Åsa Sjöström is one of Sweden’s most celebrated documentary and news photographers. She possesses the ability to get close to people and produce images that look beyond the obvious, making the viewer pause and take notice.
“Thousands of children grow up without parents in a country where corruption and poverty force young people to move and seek jobs abroad, while those who remain are dreaming of finding a way out of the country. Young people think life is a monumental expectation. They believe there is nothing they can do. Life is only acceptable,” says Sjöström.
“All over, you will find children—seeming orphans—who actually have parents. While the kids’ mom and dad are alive and well, they have been forced to leave the country to find work abroad, ironically, in order to support their families,” she writes, commenting og her photos.
Since the fall of the Soviet Union, when the country was a prosperous farming and wine community, nearly a quarter of the population has moved abroad in search of a better life.
While the media interest in Moldova is absent, Sjöström realized how little she knew about the country, and that she was not the only one. She decided to visit.
“When I arrived in Moldova for the first time, in 2005, I approached the people and the country with an idea about misery and social problems. Those were the stories I had heard about this small, unknown country sandwiched between Romania and the Ukraine, the stories that had colored my views. Three month-long trips later I had a collection of photographs from prisons, trafficking and violence. But something was missing. I wanted to experience life around the corner, things one takes for granted and perhaps don’t pay attention to in one’s everyday life,” she says.

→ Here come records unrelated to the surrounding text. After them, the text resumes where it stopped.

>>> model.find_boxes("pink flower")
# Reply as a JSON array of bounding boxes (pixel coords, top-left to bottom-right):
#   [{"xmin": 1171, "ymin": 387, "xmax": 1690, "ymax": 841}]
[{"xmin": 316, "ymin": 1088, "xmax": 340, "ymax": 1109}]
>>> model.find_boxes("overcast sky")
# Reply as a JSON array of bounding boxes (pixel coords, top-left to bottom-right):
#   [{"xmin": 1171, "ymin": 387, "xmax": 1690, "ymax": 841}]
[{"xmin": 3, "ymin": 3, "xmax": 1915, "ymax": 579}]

In 2006, Sjöström won first prize in World Press Photo Awards with her series about a ballet school in Moldova. Sjöström is also the first Swedish woman who has been awarded a prize in the world’s largest photo competition, POYi, and she is also a multiple Swedish “Photograph of the Year” winner. The Silent Land exhibition in Stockholm presents Sjöström’s photos from the winning series about ballet school and a selection of other pictures taken in Moldova.
Silent Land is a monumental journey of silent portraits through a forgotten corner of Europe.
The exhibition is on display through 4 February 2018.
Åsa Sjöström
is a documentary photographer based in Malmö and educated at Nordens fotoskola. Her work is focused on international understanding, human rights and the situation for women and children around the world. In 2016, Åsa Sjöström’s work was displayed in the Mariatorget underground station in Stockholm, as part of Stockholm Public Transport’s annual art event.
Fotografiska
is one of the world’s largest venues for photography, an international meeting place with inspiring world-class photography exhibitions at its heart. Fotografiska’s mission is to make accessible both established and cutting-edge photography, for knowledge and to experience the infinite expressions and meanings of photography. Fotografiska is a force of positive influence on society, inspiring a more conscious world.